Wednesday, March 21, 2012

New Hope

I love Spring.  The smells in the air change from dead leaves, which have their own appeal, to my rose bushes blooming.  With winter finally leaving, although honestly, this winter really should not be called winter.  Let's call it spring-lite.  With SL finally gone and spring here, there is time for renewal.

Lately, 2 am arrives and I am again staring at the darkness outside.  Praying for miracles.  Praying for solace.  Praying for redemption.  But, 2 am rarely brings me much relief.

But, this morning I realized that maybe, just maybe, my prayers have been answered.  Nothing has changed, except me.  And maybe, that is what was needed.  What was necessary.  There is so much darkness and so much pain, but it is peppered with a new realization.  A new hope.  So, maybe my prayer for solace is just this.  Hope. 

Redemption.  Well, that is another story.  One left inside for a little longer.  Everyone always said that my big mouth would get me into trouble.  It most certainly has on many occasions.  But this time, it seems to have seeped into places and to have been discussed by many.  In fact, my words have been passed around the masses.  And, that has made me sad.  Sadder than I thought was possible.  Because, now it seems that standing up for others and standing up for injustice sometimes simply doesn't matter.  That is why I am sad.  Not that my mouth got me in trouble, but rather that my words of worry, of pain, of concern, were twisted and made into fodder for other people's agendas.  That is what saddens me.  People don't matter.
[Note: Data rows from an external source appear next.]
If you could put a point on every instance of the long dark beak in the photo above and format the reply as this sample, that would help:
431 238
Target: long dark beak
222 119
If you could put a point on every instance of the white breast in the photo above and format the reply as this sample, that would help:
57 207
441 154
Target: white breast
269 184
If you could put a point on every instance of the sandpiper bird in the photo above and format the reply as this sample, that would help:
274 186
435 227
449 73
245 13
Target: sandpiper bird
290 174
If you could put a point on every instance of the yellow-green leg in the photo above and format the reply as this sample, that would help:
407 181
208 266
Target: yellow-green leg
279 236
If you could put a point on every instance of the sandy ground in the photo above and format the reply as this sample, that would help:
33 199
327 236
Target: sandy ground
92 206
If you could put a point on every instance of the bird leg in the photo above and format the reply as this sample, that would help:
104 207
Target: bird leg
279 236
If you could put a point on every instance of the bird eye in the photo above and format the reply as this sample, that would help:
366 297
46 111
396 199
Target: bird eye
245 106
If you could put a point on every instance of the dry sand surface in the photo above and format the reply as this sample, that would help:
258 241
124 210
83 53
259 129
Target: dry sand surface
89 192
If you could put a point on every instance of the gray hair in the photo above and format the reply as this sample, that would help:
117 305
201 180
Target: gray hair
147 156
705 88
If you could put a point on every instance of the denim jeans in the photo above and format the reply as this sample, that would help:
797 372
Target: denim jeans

Hurting others to make someone else look better does.  So, while I wish and I hope to be accepted.  I think I would rather stand out and be ostracized.  I think in the long run, I am better off.

Now, do not mistake my words for pettiness or even mean spirited!  No, my agenda here is not to point fingers, but rather to point at myself.  To see the world half full in a half empty society is hard and I am doing the best I can.  My best. Simply my best.  By using my words.  If nothing else, I am going to be honest with myself and I can be hated for that.  I honestly don't have the energy to care anymore.

So, while my words are cayenne pepper tinged right now, and I try so hard to keep my world sugar lined...I am simply not there yet.  Not just yet.

So, I guess today I am going to listen to the Beatles and just LET IT BE.  For today, that is enough.